When a film gains as much critical acclaim as Guillermo del Toro’s Pan’s Labyrinth has you go in with high hopes. Was the film worth the hype, or will I leave disappointed? I felt a little nervous, since I have been such a strong supporter of the film on my blog, what if I convinced people to go to a film that was flat and lacking in the magic promised? It turns out I shouldn’t have worried. Pan’s Labyrinth is a masterful film, filled with magic, wonder, and quite a bit of darkness and horror as well.
This film is a fairytale for grown-ups, a phrase that gets thrown around quite a bit whenever a film incorporates elements of magical realism. But in this case, the title is apt, and sets the bar quite high for future films in this genre.

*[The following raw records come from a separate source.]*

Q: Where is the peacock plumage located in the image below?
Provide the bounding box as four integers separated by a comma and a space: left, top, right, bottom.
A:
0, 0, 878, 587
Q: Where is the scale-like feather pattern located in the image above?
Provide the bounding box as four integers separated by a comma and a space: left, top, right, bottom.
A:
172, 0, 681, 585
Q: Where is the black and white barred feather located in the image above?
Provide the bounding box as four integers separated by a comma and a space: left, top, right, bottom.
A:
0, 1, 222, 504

Set in the countryside of fascist Spain shortly before the end of WWII, it concerns a young girl, Ofelia, who is drawn into a magical world where she is given three tasks to perform by a mysterious faun. Ignored by her aloof step-father (a Captain in Franco’s army) and ailing pregnant mother, Ofelia yearns to leave the ever-growing pains and horrors of our world and join the magical world promised by the faun. As Ofelia completes her tasks, her mundane life grows ever more grim and horrific, and we are left to wonder how much of her interactions with the faun and his pet “faeries” are real, or simply a fantasy used by a young girl to deal with the pain and alienation she experiences.
Del Toro, to his credit, never makes explicit if the fantastical elements are “real” or not. Often filmmakers feel the need to reinforce the “reality” of magic in such films by exposing a non-believer (usually the villain) to some sort of supernatural comeuppance. Instead, the director shows that to Ofelia, the faun and her tasks are every bit as real as the tasks taken on by Captain Vidal in his obsessive hunt for anti-fascist rebels or by the servant Mercedes in her quest to aid them. While some may say that the film gives us the option of choosing to believe Ofelia’s version of the story or the “real” world’s, I think Guillermo del Toro is instead saying that both are equally “true” and valid.
To give away more would (in my opinion) give away the film, but I do want to address a criticism I have heard concerning this film. Some have complained of the one-dimensional nature of Captain Vidal, that he is “too evil” to be believable. That the film takes no time to humanize him. But I think his part is important for showing that humans can twist themselves’ beyond redemption, that to deny your humanity (and the humanity of others) for too long twists you into something monstrous. A lesson that the Captain learns far too late to earn him any pity. To treat the character in any other manner would have diluted that lesson and destroyed the fairytale essence of the picture.
Pan’s Labyrinth may be the best “fantasy” film I have ever seen. A movie that reminds us that some of the best fairy-stories are the ones that have scared and shocked us (and that some of the best horror stories take time to delight us along the way). You should go out and see this film while you still have the chance to see it on the big screen. Oh, and one final note, this isn’t for the kids. There are plenty of gruesome scenes here not appropriate for younger viewers. So make this one a date for just you and your significant other.